The driver needs to wait for the points to be changed manually, and signalling has been replaced by orders relayed by walkie-talkie or cellphone.
"We are very vulnerable now," said a Metrorail guard. "This is when criminals get onto the train and rob people."
Unmolested, the train moves again. Under every bridge, drug addicts sift through smouldering rubber. The remains of sleeves which housed 10cm-thick copper cable lie discarded. But the worst is still to come.
Netreg, between the neighbourhoods of Bonteheuwel and Valhalla Park, is "the most dangerous station in Cape Town", according to former Passenger Rail Agency of SA board member William Steenkamp.
Train driver Pieter Botha was killed here in July 2016 when gangsters shot him twice in the head while he was waiting for a train to take him home.
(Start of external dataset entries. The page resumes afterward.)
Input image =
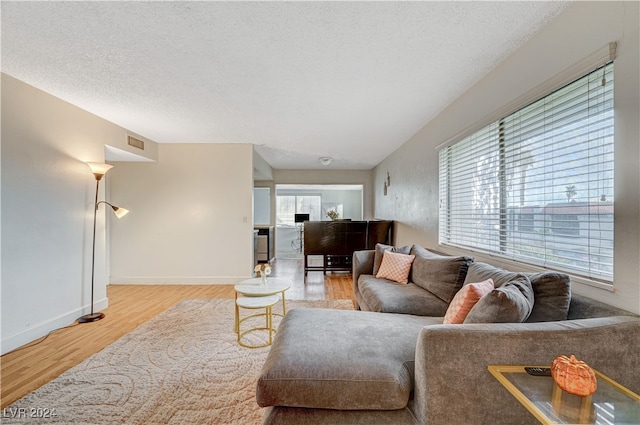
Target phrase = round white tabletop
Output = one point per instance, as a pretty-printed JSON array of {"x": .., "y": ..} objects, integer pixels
[{"x": 253, "y": 287}]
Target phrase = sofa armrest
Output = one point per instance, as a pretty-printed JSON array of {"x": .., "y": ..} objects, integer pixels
[
  {"x": 362, "y": 263},
  {"x": 453, "y": 385}
]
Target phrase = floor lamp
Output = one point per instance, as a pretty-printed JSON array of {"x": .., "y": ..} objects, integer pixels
[{"x": 98, "y": 171}]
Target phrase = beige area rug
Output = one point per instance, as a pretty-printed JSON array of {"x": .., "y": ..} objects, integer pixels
[{"x": 182, "y": 367}]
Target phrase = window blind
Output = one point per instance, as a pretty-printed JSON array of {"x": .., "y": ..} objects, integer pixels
[{"x": 537, "y": 185}]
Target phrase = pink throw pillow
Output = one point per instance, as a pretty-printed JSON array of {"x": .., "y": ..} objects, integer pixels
[
  {"x": 465, "y": 299},
  {"x": 395, "y": 266}
]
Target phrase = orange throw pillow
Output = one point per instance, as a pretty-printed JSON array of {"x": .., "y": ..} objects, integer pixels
[
  {"x": 395, "y": 267},
  {"x": 465, "y": 299}
]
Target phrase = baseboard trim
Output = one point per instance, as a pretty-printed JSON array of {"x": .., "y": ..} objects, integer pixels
[
  {"x": 41, "y": 329},
  {"x": 177, "y": 280}
]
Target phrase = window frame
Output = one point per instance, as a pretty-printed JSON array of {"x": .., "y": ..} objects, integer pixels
[{"x": 504, "y": 222}]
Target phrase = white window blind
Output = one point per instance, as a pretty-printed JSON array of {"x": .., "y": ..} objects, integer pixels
[{"x": 537, "y": 185}]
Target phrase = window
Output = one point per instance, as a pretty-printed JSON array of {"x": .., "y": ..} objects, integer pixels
[
  {"x": 537, "y": 185},
  {"x": 288, "y": 206}
]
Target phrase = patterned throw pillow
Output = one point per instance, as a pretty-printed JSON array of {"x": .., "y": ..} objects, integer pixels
[
  {"x": 465, "y": 299},
  {"x": 395, "y": 267}
]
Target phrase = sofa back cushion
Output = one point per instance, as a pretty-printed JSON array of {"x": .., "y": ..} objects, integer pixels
[
  {"x": 551, "y": 290},
  {"x": 512, "y": 302},
  {"x": 441, "y": 275}
]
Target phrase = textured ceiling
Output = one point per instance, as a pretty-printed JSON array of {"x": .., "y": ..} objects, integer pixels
[{"x": 301, "y": 80}]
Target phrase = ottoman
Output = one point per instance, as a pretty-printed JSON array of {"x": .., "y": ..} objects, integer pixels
[{"x": 340, "y": 359}]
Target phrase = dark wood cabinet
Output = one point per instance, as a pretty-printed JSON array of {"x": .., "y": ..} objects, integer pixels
[{"x": 337, "y": 240}]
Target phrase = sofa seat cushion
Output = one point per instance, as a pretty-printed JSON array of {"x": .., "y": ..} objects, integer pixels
[
  {"x": 551, "y": 290},
  {"x": 340, "y": 359},
  {"x": 385, "y": 296}
]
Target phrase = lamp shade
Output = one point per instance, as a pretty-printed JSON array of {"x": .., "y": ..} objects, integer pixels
[
  {"x": 99, "y": 169},
  {"x": 120, "y": 212}
]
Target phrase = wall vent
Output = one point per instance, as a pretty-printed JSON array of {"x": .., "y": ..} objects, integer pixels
[{"x": 136, "y": 143}]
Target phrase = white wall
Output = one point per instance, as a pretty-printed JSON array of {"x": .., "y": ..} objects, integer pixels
[
  {"x": 581, "y": 30},
  {"x": 191, "y": 217},
  {"x": 47, "y": 211}
]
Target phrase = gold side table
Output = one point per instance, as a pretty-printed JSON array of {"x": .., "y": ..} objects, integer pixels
[
  {"x": 611, "y": 404},
  {"x": 256, "y": 303}
]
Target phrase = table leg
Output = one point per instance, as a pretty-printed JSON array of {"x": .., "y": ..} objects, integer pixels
[
  {"x": 236, "y": 326},
  {"x": 270, "y": 323},
  {"x": 284, "y": 304}
]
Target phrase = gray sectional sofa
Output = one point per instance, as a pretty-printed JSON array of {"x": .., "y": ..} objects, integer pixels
[{"x": 399, "y": 364}]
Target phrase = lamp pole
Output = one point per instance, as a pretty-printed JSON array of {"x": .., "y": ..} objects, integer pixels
[
  {"x": 98, "y": 171},
  {"x": 93, "y": 317}
]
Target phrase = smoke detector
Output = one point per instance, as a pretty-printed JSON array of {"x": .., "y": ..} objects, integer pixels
[{"x": 326, "y": 160}]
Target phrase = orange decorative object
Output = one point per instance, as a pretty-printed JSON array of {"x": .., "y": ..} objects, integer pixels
[{"x": 573, "y": 376}]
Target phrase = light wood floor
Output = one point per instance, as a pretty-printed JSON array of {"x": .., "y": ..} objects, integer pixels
[{"x": 28, "y": 368}]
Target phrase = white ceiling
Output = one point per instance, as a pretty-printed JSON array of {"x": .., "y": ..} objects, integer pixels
[{"x": 300, "y": 80}]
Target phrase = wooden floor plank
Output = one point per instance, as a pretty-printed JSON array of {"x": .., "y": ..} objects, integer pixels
[{"x": 130, "y": 306}]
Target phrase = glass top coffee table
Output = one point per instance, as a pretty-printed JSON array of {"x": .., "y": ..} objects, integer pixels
[{"x": 611, "y": 403}]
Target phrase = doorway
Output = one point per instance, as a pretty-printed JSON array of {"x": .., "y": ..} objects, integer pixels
[{"x": 320, "y": 202}]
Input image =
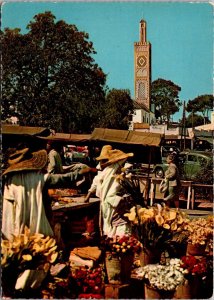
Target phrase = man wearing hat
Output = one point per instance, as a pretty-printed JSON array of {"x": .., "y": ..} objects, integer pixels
[
  {"x": 24, "y": 184},
  {"x": 102, "y": 159},
  {"x": 108, "y": 191}
]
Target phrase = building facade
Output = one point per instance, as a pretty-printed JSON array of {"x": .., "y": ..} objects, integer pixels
[{"x": 143, "y": 112}]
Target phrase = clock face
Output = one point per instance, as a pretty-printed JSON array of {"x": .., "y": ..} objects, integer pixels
[{"x": 141, "y": 61}]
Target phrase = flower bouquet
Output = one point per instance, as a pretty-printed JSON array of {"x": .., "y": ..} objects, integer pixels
[
  {"x": 196, "y": 271},
  {"x": 119, "y": 257},
  {"x": 26, "y": 260},
  {"x": 200, "y": 235},
  {"x": 89, "y": 281},
  {"x": 158, "y": 227},
  {"x": 161, "y": 281}
]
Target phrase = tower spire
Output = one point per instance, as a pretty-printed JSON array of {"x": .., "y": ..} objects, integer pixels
[{"x": 143, "y": 31}]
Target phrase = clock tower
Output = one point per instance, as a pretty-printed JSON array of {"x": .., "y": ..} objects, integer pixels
[{"x": 142, "y": 68}]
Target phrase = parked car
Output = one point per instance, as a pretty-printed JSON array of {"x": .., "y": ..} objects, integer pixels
[{"x": 193, "y": 165}]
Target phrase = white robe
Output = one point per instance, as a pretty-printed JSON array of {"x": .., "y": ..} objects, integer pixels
[
  {"x": 23, "y": 205},
  {"x": 107, "y": 189}
]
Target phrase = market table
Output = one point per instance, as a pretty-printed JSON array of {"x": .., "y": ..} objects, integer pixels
[{"x": 73, "y": 219}]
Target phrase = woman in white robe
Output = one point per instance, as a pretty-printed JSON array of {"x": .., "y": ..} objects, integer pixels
[{"x": 107, "y": 190}]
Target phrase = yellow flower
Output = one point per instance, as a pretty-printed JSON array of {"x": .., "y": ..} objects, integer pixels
[
  {"x": 172, "y": 215},
  {"x": 27, "y": 257},
  {"x": 159, "y": 219},
  {"x": 131, "y": 215},
  {"x": 52, "y": 257},
  {"x": 166, "y": 226}
]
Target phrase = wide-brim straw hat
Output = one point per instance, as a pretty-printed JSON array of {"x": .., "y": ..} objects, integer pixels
[
  {"x": 117, "y": 155},
  {"x": 104, "y": 154},
  {"x": 24, "y": 160}
]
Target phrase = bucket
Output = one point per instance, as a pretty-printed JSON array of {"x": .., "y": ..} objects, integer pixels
[{"x": 113, "y": 268}]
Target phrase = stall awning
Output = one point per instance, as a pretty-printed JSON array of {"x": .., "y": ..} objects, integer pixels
[
  {"x": 68, "y": 137},
  {"x": 24, "y": 130},
  {"x": 126, "y": 137}
]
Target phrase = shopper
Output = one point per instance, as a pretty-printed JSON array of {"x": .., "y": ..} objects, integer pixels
[
  {"x": 108, "y": 190},
  {"x": 25, "y": 180},
  {"x": 171, "y": 195}
]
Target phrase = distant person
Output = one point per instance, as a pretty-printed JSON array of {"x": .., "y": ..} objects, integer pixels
[
  {"x": 171, "y": 195},
  {"x": 25, "y": 183},
  {"x": 54, "y": 158}
]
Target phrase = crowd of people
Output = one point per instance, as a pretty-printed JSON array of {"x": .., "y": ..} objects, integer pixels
[{"x": 29, "y": 175}]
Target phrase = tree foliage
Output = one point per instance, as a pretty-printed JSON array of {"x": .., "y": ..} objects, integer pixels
[
  {"x": 50, "y": 78},
  {"x": 118, "y": 109},
  {"x": 202, "y": 104},
  {"x": 165, "y": 96}
]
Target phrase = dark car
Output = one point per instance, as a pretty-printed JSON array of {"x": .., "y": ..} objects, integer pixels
[{"x": 193, "y": 165}]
Not far away, in the same week, a Metrorail guard was shot and killed while patrolling the railway service road.
According to an affidavit by United National Transport Union general secretary Steve Harris, there were 10 more incidents affecting train drivers in the seven months after those shootings.
When the train approaches the station, people sitting near the windows become restless. Teenagers and children living in shacks alongside the line often try to hit a hapless passenger with a well-aimed rock.
Everywhere there are signs of creeping decay that has left most of the central line looking like a bomb site.